Christian Squassoni da Comissão de Direito Bancário, da OAB SP
É importante, primeiramente, atentar para o uso generalizado do termo. O chamado short squeeze pode ser decorrente, por exemplo, de posições montadas no mercado que, diante de uma oscilação relevante de preços de um ativo, obrigam um investidor a realizar uma negociação dos bens em volume atípico com o intuito de cobrir sua posição, sem objetivo delituoso. A prática torna-se delituosa quando tem o intuito de elevar, manter ou baixar a cotação de um valor mobiliário por meio de negociações coordenadas que distorcem a oferta e demanda do mesmo.
Tecnicamente falando, segundo o art. 27-C da Lei 6.385/76, a prática de manipulação de preços de valores mobiliários é crime contra o mercado de capitais.

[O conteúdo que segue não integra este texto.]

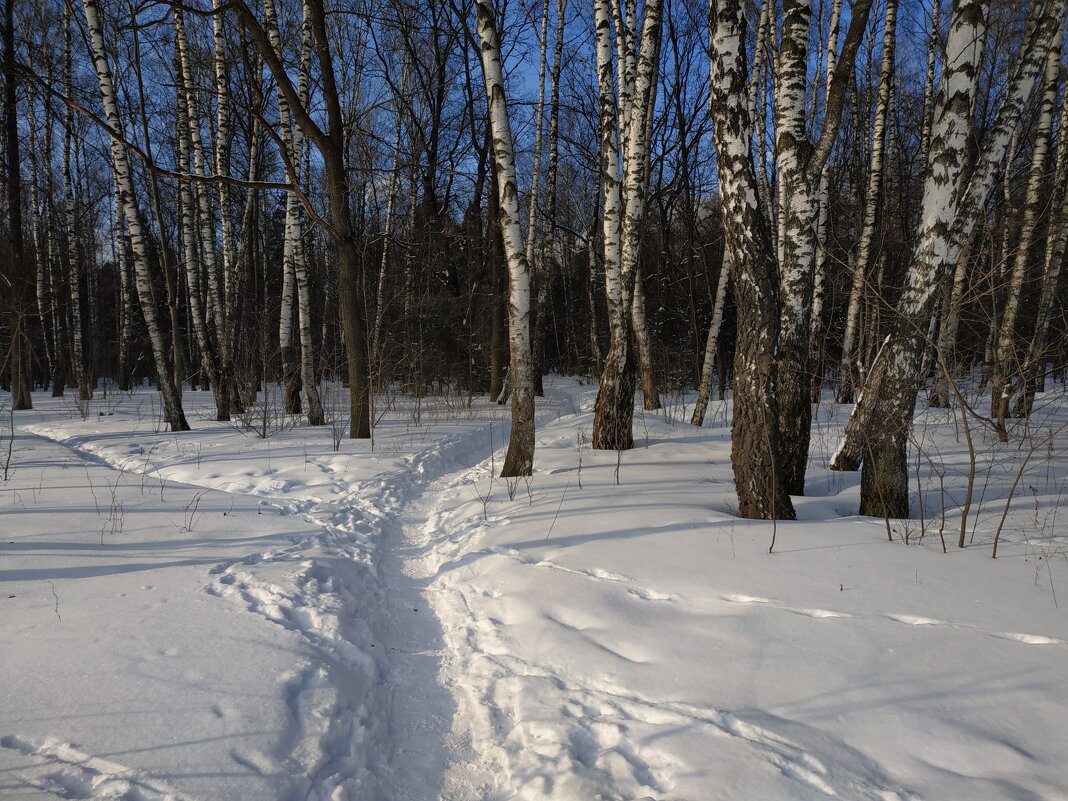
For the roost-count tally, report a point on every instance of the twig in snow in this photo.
(559, 505)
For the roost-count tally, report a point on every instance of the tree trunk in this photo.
(624, 206)
(172, 403)
(705, 386)
(1007, 362)
(879, 426)
(754, 433)
(848, 374)
(519, 459)
(800, 166)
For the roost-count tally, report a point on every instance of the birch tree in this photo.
(519, 459)
(754, 432)
(878, 428)
(331, 146)
(800, 163)
(1053, 257)
(1006, 356)
(173, 412)
(624, 123)
(865, 245)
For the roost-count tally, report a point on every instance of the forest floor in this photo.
(216, 615)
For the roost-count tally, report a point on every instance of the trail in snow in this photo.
(605, 631)
(367, 717)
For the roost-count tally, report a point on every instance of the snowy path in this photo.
(365, 715)
(287, 622)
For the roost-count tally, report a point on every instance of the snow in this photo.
(216, 615)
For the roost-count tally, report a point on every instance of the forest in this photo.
(863, 198)
(533, 399)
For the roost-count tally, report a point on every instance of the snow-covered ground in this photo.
(217, 615)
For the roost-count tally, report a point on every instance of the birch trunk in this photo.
(932, 46)
(822, 194)
(707, 366)
(291, 241)
(614, 408)
(72, 262)
(754, 432)
(1007, 361)
(800, 165)
(194, 257)
(172, 403)
(519, 459)
(939, 397)
(877, 432)
(1052, 262)
(316, 415)
(848, 373)
(537, 271)
(548, 263)
(18, 304)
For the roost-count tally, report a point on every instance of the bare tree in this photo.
(519, 459)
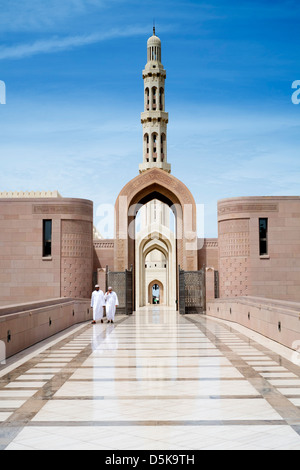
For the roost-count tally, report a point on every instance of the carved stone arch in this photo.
(155, 184)
(161, 291)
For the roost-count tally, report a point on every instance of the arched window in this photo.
(147, 99)
(146, 145)
(163, 142)
(161, 99)
(155, 143)
(154, 97)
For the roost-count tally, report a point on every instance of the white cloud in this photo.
(57, 44)
(37, 15)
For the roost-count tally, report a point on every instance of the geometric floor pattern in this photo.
(152, 381)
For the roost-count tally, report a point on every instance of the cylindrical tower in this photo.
(154, 118)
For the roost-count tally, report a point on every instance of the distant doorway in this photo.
(156, 293)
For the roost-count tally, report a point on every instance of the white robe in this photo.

O importante, então, passa a ser determinar se a prática, em cada caso, teve ou não o intuito de manipular preços. Ademais, é bom que se saiba que a manipulação de mercado pode ser feita tanto por executivos de grandes fundos em partidas de golfe quanto por jovens investidores por meio de grupos em redes sociais.
A Comissão de Valores Mobiliários, a B3 e a BSM possuem políticas e ferramentas que permitem a investigação de tais práticas e os envolvidos vêm sendo punidos com base em tais investigações.